Abstract

A study of ignition dynamics in a turbulent dimethyl ether (DME)/methane-air mixture under reactivity controlled compression ignition (RCCI) conditions was conducted using direct numerical simulation. Initially, the directly-injected DME and in-cylinder premixed methane-air mixture are partially mixed to form a mixing layer in between. A reduced DME/CH4 oxidization mechanism, consisting of 25 species and 147 reaction steps, is developed and validated. Ignition is found to occur as a two-stage process. Low-temperature autoignition is first initiated in the fuel-rich part of the mixture and then transits to a cool flame, propagating towards the even richer mixture through a balanced reaction-diffusion mechanism.

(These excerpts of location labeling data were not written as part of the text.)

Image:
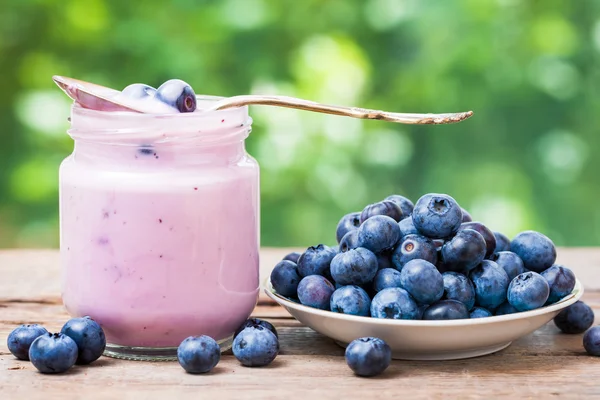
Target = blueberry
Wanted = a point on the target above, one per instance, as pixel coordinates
(177, 93)
(480, 312)
(528, 291)
(88, 336)
(385, 207)
(349, 222)
(253, 323)
(446, 309)
(354, 267)
(561, 281)
(315, 260)
(491, 283)
(506, 308)
(349, 241)
(460, 288)
(576, 318)
(394, 303)
(53, 353)
(502, 242)
(423, 281)
(138, 91)
(198, 354)
(256, 347)
(285, 278)
(437, 216)
(488, 235)
(20, 339)
(464, 251)
(591, 341)
(315, 291)
(535, 249)
(352, 300)
(510, 262)
(368, 356)
(413, 247)
(379, 233)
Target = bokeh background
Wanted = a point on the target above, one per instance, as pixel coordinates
(529, 69)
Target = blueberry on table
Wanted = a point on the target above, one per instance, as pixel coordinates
(255, 347)
(178, 94)
(423, 281)
(348, 223)
(368, 356)
(253, 323)
(458, 287)
(20, 339)
(464, 251)
(412, 247)
(446, 309)
(88, 336)
(576, 318)
(315, 291)
(591, 341)
(53, 353)
(198, 354)
(384, 207)
(354, 267)
(437, 216)
(491, 283)
(561, 281)
(535, 249)
(352, 300)
(315, 260)
(285, 278)
(379, 233)
(394, 303)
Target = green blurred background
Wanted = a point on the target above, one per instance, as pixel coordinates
(529, 70)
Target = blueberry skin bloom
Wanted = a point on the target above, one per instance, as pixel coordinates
(491, 283)
(88, 336)
(347, 223)
(561, 281)
(385, 278)
(535, 249)
(315, 291)
(413, 247)
(285, 278)
(423, 281)
(20, 339)
(446, 309)
(458, 287)
(379, 233)
(437, 216)
(528, 291)
(576, 318)
(464, 251)
(368, 356)
(591, 341)
(354, 267)
(394, 303)
(384, 207)
(352, 300)
(255, 347)
(315, 260)
(198, 354)
(53, 353)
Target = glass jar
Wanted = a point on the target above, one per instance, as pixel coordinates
(159, 227)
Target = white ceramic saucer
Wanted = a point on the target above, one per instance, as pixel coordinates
(428, 340)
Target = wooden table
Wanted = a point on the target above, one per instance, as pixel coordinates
(545, 364)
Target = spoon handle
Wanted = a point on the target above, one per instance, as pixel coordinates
(355, 112)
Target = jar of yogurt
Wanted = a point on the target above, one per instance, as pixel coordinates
(159, 220)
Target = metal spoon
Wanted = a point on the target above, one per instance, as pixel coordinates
(97, 97)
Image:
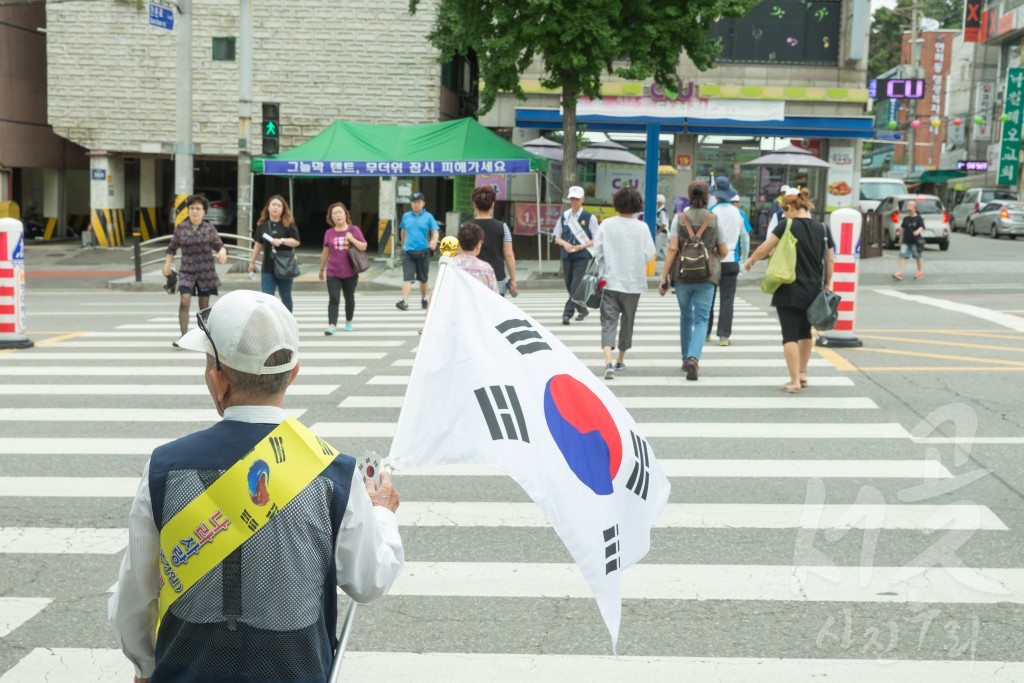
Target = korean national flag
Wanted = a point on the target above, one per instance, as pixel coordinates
(492, 386)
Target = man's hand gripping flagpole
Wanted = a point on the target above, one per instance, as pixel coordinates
(448, 249)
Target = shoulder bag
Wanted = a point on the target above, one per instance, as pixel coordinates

Cool flames not only develop in the mixing layer, but also in the initially stratified DME/methane-air mixture. The formation of high-temperature autoignition kernels is earlier than that in the homogeneous mixture at the same mixture fraction, which is thought to be accelerated by the cool flame. The expanding flames from high-temperature kernels are connected with the neighboring flames before they engulf the stoichiometric mixture iso-lines. The four branches of typical tetrabranchial flames, i.e. cool flame, fuel-rich premixed flame, diffusion flame, fuel-lean premixed flame coexist in the field. The fuel-lean premixed flame branch finally triggers the premixed methane-air flame. The multi-stage and multi-mode nature of the ignition process highlights the intractable challenge to model the RCCI engine combustion.